Pierre-Antoine Donnet — Vous avez vécu aux États-Unis, puis en Allemagne avant de vous installer au Portugal. Racontez-nous ce que vous avez ressenti en tant qu’exilé, artiste et dissident chinois en Occident ? Qu’avez-vous appris au contact des nombreux intellectuels que vous avez eu l’occasion de fréquenter ?

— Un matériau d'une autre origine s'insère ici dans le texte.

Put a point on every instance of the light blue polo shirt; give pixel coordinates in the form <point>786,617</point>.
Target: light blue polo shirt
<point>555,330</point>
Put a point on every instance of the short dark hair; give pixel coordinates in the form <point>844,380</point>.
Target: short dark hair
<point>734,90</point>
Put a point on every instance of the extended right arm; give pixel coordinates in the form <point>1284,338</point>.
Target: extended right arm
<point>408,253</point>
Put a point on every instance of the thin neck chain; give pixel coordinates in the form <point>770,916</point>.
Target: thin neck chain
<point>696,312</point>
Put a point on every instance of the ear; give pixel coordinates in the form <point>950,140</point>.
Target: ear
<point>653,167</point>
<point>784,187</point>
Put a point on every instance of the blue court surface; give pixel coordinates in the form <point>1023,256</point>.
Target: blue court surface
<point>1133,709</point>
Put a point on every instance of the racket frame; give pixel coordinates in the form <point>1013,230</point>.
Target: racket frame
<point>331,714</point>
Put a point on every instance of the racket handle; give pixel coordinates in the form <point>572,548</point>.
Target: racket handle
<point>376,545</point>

Ai Weiwei — Fondamentalement, je suis en effet un dissident. Pas au sens politique car cela ferait de moi un élément anticommuniste, mais plutôt par la distance que j’observe à l’égard de toute forme d’autorité ou d’autoritarisme. Ce que mon père a vécu a bien entendu beaucoup pesé sur ma vie et sur mon destin. Il avait fait ses études à Paris dans les années 1930 puis, de retour en Chine, il a été jeté en prison par les autorités communistes. Pour être plus exact, il a été arrêté une première fois par les nationalistes du Guomindang qui l’avaient condamné à six ans d’emprisonnement. L’année de ma naissance, en 1957, les communistes l’ont relégué dans le nord-est de la Chine puis, plus tard, dans la région du Xinjiang. Au total, mon père a passé vingt ans en exil intérieur, et moi, j’ai grandi avec pour environnement immédiat des camps de rééducation. J’ai passé cinq ans dans une sorte de trou creusé dans la terre. Mon père était forcé de nettoyer les toilettes publiques. C’étaient là les conditions les pires qu’un être humain pouvait endurer. Il n’était pas mieux loti qu’un animal. En vivant dans cet enfer quotidien, j’ai réalisé à quel point une société peut devenir violente, irrationnelle et inhumaine. Peu à peu a germé dans mon esprit le désir de quitter la Chine pour voir autre chose. Et j’ai opté pour les États-Unis.
P.-A. D. — Le contraste avec la Chine communiste était saisissant…
A. W. — Une fois arrivé dans ce pays, je me suis mis à étudier les arts. Mais j’ai très vite compris combien il était difficile, voire impossible pour un jeune étudiant chinois qui parlait mal l’anglais de survivre. J’arrivais à gagner quelques poignées de dollars pour payer mon loyer, mais c’était très dur. Je me suis alors rendu compte que le capitalisme ne valait guère mieux que le communisme dans le registre de l’humanisme. Certes, vous êtes libre de critiquer qui vous voulez devant quiconque veut bien vous écouter. Libre de fréquenter les boîtes de nuit, de rencontrer qui bon vous semble. Mais le capitalisme s’accompagne d’une forme de brutalité qui, dans une certaine mesure, est comparable à celle du communisme. Bien que la vie dans ce pays fût beaucoup plus facile, je ne m’y sentais pas très à l’aise. C’est pourquoi, au bout de douze années, moi qui pensais ne jamais revenir en Chine, j’ai pris la décision d’y retourner. Mon père était alors gravement malade, et je me suis dit que c’était là la dernière occasion de le voir. Et j’y suis resté vingt- deux ans !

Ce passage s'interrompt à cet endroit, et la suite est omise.